The new Ph.D. in explosives engineering wasn’t the only new offering to explode onto the Missouri S&T campus over the summer. The campus erupted with young students in summer camps, teachers came for Project Lead The Way instruction, and a new walkway is being constructed next to the Havener Center. Here are a few of the things you missed over the summer:
Construction crews installed the artificial turf at Allgood-Bailey Stadium the first week of August. The Miners play their first home football game on Saturday, Sept. 20. Crews also began installing turf on the intramural field this summer. The fields are striped for both soccer and football.
Students created water rockets from empty plastic bottles and launched them into the sky over campus during this summer’s Aerospace Camp. It was just one of 17 summer camps Missouri S&T hosted for kids from first grade through high school.
Hello, student housing
The University of Missouri Board of Curators approved revenue bond financing for a new 450-bed apartment-style housing complex near the Residential College. The Quad residence halls, constructed in the 1940s through 1960s, will be razed as part of the project. In the meantime, many students now reside in the new downtown campus housing district, which is home to the Sally Building on North Elm Street.
Goodbye, painted street
Construction crews are working on a new pedestrian walkway, called the Havener Promenade, between the Havener Center and McNutt Hall. The area will feature attractive landscaping and enhanced lighting.
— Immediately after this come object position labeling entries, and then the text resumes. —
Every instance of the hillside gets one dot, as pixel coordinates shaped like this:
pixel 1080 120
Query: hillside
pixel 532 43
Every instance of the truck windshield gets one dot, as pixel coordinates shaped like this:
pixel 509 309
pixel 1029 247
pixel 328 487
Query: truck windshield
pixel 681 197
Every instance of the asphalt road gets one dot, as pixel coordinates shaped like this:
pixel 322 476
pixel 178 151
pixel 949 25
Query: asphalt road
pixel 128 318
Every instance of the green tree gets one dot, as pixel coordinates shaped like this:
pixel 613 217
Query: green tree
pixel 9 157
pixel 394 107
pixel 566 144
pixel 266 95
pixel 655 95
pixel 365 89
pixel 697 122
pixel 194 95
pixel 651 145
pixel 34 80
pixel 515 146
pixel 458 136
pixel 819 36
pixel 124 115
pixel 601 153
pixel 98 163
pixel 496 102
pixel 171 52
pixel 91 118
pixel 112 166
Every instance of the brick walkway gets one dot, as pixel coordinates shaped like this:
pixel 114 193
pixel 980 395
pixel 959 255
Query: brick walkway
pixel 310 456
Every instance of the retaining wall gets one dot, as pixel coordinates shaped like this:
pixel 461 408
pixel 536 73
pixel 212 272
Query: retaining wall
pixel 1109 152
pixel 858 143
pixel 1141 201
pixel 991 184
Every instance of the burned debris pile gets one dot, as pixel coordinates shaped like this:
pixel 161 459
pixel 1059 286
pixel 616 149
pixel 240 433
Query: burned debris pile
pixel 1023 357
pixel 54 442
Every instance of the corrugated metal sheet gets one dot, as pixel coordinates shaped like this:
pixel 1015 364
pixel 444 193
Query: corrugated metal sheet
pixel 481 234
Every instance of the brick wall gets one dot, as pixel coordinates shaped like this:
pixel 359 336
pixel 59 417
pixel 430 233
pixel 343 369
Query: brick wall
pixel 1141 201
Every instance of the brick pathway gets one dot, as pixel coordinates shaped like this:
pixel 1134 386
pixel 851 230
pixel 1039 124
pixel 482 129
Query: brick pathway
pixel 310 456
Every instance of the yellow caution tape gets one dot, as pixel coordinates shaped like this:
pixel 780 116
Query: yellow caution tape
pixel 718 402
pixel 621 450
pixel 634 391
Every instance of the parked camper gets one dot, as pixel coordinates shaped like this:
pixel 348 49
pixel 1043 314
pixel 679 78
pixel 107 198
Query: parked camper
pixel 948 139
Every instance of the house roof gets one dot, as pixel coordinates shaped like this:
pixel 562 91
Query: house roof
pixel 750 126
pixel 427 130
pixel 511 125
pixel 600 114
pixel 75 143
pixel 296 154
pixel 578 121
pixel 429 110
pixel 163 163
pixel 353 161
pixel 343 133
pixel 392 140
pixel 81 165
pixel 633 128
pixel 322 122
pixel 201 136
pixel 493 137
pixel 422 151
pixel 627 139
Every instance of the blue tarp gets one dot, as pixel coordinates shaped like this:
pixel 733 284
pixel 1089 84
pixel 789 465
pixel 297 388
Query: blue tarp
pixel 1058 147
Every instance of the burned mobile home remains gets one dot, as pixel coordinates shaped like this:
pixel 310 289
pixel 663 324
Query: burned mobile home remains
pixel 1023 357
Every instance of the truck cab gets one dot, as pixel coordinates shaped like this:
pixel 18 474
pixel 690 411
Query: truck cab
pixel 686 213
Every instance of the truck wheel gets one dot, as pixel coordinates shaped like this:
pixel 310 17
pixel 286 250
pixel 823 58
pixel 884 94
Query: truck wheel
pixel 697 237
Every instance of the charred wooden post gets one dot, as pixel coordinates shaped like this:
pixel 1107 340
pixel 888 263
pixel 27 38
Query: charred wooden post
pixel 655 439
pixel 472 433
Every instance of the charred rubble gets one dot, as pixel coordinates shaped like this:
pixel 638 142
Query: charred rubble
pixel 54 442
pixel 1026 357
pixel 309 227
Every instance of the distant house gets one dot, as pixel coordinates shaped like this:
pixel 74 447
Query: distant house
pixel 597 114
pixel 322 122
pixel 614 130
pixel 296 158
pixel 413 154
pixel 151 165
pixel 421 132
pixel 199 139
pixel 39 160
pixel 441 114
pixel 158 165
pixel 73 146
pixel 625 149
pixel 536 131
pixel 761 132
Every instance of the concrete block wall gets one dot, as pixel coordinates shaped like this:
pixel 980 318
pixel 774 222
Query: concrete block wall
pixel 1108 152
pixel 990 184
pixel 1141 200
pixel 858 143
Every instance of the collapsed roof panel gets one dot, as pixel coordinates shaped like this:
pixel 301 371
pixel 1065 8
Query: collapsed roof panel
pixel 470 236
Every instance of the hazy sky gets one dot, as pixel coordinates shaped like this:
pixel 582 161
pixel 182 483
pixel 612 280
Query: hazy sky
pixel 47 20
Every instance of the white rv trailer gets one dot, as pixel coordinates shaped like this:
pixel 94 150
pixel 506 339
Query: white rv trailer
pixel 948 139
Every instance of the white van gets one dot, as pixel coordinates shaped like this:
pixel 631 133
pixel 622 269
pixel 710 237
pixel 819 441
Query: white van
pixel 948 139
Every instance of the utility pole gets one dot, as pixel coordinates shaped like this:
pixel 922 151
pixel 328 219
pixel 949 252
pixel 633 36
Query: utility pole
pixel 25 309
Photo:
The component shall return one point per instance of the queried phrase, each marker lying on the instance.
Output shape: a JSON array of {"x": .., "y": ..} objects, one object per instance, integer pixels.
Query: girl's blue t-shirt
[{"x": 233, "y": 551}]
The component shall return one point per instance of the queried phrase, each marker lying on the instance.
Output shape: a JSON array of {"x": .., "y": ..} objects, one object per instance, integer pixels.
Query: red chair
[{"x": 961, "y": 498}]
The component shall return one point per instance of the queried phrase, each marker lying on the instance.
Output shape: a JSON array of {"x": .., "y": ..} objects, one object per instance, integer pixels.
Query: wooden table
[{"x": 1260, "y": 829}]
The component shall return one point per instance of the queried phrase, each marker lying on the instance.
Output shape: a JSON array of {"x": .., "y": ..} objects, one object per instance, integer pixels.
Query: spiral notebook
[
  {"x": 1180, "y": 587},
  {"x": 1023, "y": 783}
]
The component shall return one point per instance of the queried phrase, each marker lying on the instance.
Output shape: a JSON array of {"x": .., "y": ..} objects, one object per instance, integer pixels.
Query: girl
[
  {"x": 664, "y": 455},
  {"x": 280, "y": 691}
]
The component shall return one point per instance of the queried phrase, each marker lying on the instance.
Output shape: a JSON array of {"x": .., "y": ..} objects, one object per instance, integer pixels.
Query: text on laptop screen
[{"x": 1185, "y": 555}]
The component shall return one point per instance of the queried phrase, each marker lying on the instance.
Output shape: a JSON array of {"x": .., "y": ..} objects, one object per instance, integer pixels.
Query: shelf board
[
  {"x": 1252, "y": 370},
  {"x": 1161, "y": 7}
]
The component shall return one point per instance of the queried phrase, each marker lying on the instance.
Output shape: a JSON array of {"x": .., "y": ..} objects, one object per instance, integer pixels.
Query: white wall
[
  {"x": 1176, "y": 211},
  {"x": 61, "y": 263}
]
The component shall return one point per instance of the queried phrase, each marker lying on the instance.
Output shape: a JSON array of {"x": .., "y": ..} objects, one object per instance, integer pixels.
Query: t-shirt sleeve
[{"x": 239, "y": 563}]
In the works since 2012, the geothermal system is officially up and running. It supplies heating and cooling to 17 buildings on campus and chilled water to the majority of campus buildings. The Power Plant, built during World War II, was decommissioned in May.
People tour one of the four houses in the Solar Village during the microgrid ribbon-cutting dedication on July 17. The microgrid connects all four solar houses to create a self-sustaining power supply.
Missouri S&T now offers the nation’s first Ph.D. in explosives engineering, where students can safely learn to blow things up. Things like this watermelon, which fell victim to a demonstration at Explosives Camp at the Experimental Mine.
Get on the eBus
The eBus waits for passengers to board outside of the Havener Center during the opening weekend at Missouri S&T before shuttling people across campus. The eBus is a fully electric powered, plug-in shuttle bus, complete with its own charging station on campus.
The majority of work on Missouri S&T’s new 68,500-square-foot chemical and biochemical engineering building, James E. Bertelsmeyer Hall, was completed during the summer in preparations for fall classes hosted inside.
Project Lead The Way
More than 300 elementary school, middle school and high school teachers from across the country spent part of their summer at Missouri S&T learning to teach engineering and biomedical science courses to their students through Project Lead The Way. Joe Stanley, associate professor of electrical and computer engineering (left), leads a course in Butler-Carlton Civil Engineering Hall.